Like Fight Club, Lorcan Finnegan’s film, written by Thomas Martin, is an examination of a version of masculinity that is under threat. The leader of the gang suggests that men have become too soft in today’s world. His beach house at the bottom of the cliffs is the centre of a celebration of toxic masculinity that Cage watches with dismay through a pair of binoculars.

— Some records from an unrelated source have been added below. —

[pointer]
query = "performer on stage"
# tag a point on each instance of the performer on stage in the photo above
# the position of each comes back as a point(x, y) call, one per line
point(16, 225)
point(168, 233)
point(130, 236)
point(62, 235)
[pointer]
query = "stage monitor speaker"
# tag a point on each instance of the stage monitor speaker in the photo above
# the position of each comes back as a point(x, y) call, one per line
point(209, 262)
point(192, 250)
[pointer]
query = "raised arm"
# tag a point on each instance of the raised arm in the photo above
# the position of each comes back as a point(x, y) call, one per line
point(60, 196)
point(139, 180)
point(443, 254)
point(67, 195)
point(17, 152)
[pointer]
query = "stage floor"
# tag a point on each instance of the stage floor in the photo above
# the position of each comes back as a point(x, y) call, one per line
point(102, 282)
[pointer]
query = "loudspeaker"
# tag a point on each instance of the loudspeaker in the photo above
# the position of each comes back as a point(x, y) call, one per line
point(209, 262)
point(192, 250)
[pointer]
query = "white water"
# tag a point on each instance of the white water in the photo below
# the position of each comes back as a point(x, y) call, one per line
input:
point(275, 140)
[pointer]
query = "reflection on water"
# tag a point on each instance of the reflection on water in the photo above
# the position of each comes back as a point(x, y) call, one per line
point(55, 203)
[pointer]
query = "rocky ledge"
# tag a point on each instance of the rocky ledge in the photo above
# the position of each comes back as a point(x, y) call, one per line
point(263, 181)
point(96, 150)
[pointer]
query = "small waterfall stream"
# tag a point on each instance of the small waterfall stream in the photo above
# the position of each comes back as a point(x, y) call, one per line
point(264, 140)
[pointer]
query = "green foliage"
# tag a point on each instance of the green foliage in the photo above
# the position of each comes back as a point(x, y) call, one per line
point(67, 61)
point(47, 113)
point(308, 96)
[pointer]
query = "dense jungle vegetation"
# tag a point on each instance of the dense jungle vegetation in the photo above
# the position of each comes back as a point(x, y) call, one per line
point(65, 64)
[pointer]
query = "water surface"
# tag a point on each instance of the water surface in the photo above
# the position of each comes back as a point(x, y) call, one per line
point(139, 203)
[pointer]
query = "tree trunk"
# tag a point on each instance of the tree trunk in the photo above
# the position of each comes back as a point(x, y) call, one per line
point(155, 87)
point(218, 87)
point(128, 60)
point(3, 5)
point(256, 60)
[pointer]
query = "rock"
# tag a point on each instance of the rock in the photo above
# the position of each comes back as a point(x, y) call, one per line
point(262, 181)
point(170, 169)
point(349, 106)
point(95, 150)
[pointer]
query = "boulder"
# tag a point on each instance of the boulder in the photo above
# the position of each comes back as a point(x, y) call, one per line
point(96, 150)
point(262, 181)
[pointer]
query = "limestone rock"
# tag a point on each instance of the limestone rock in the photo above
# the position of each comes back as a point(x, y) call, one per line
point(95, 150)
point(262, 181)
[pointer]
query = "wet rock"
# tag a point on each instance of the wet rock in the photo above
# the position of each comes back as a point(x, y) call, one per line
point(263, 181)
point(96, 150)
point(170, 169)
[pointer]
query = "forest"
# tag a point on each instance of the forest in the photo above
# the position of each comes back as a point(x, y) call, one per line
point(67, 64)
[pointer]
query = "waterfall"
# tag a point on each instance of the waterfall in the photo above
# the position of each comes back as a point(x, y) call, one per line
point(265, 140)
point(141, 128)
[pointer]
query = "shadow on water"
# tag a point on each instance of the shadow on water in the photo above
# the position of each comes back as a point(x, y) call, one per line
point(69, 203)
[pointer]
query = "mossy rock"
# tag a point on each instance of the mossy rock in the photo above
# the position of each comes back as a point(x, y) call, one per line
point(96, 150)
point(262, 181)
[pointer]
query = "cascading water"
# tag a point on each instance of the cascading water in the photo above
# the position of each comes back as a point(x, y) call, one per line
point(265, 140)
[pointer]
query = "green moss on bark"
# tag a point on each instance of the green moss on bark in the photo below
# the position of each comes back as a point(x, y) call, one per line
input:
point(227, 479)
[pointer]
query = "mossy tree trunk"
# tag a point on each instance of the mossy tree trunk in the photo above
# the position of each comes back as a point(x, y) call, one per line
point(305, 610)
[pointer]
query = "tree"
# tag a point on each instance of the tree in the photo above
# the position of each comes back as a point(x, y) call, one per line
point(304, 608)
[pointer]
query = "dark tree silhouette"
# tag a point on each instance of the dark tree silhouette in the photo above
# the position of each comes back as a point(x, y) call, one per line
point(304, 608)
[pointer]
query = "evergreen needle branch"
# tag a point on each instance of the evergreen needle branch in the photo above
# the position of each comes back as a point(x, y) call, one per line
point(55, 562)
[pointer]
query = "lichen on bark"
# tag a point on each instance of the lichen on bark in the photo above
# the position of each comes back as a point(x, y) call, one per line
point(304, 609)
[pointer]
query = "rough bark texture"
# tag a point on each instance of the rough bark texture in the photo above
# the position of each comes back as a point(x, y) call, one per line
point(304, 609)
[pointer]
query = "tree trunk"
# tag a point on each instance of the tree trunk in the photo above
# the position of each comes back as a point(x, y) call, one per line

This old-fashioned machismo is filmed in an old-fashioned way. The film starts as a homage to Hawaii Five-O with cheesy titles and grand but vacuous images of rolling waves. Shots of Cage in the distance are juxtaposed with close-ups so intimate that you can see his untidily clipped eyebrows and every mole on his skin. Reminiscent of the 60s TV show The Prisoner, the series of long shots and close-ups give the film a certain nostalgic feel as if the story is set in the past.
But the boys who terrorise the surfer in the car park are modern, with their mobile phones, and one even with black nail varnish, confirming that the aggression of men is still an issue of today, perhaps even more so as the intolerance of toxic masculinity increases. At times – too many, really – the subtext of Finnegan’s film is too blatant. More interesting is the identity of Cage’s surfer. Is he actually the self-made man he claims to be? Flashbacks and flashforwards show a body in the tide. Is this the surfer’s ultimate fate, or is he, in fact, a homeless man sleeping in his broken-down car, looking for the killers of his son and his dog? Cleverly, the film plays with these questions.
There seems to be one important missed opportunity in the film. Despite the presence of Indigenous actor Miranda Tapsell, there is no interrogation of who the beach historically belongs to. Her photographer is the only character who displays any kindness to the surfer as he increasingly becomes unhinged by lack of water and food. While the discussion of masculinity is so apparent in the Bay Boys’ behaviour and in their tribal ceremonies on the beach to unleash the animal within men, the postcolonial aspect of the film is too muted. Without Tapsell, this beach could be anywhere; these men are universal.
What kind of man the surfer will turn out to be is always in doubt. The Surfer is a good vehicle for Cage, though it must be said he’s better at shouting than he is at crying. He keeps the audience guessing right up to the final seconds of the film.
The Surfer is screening at the BFI London Film Festival 2024.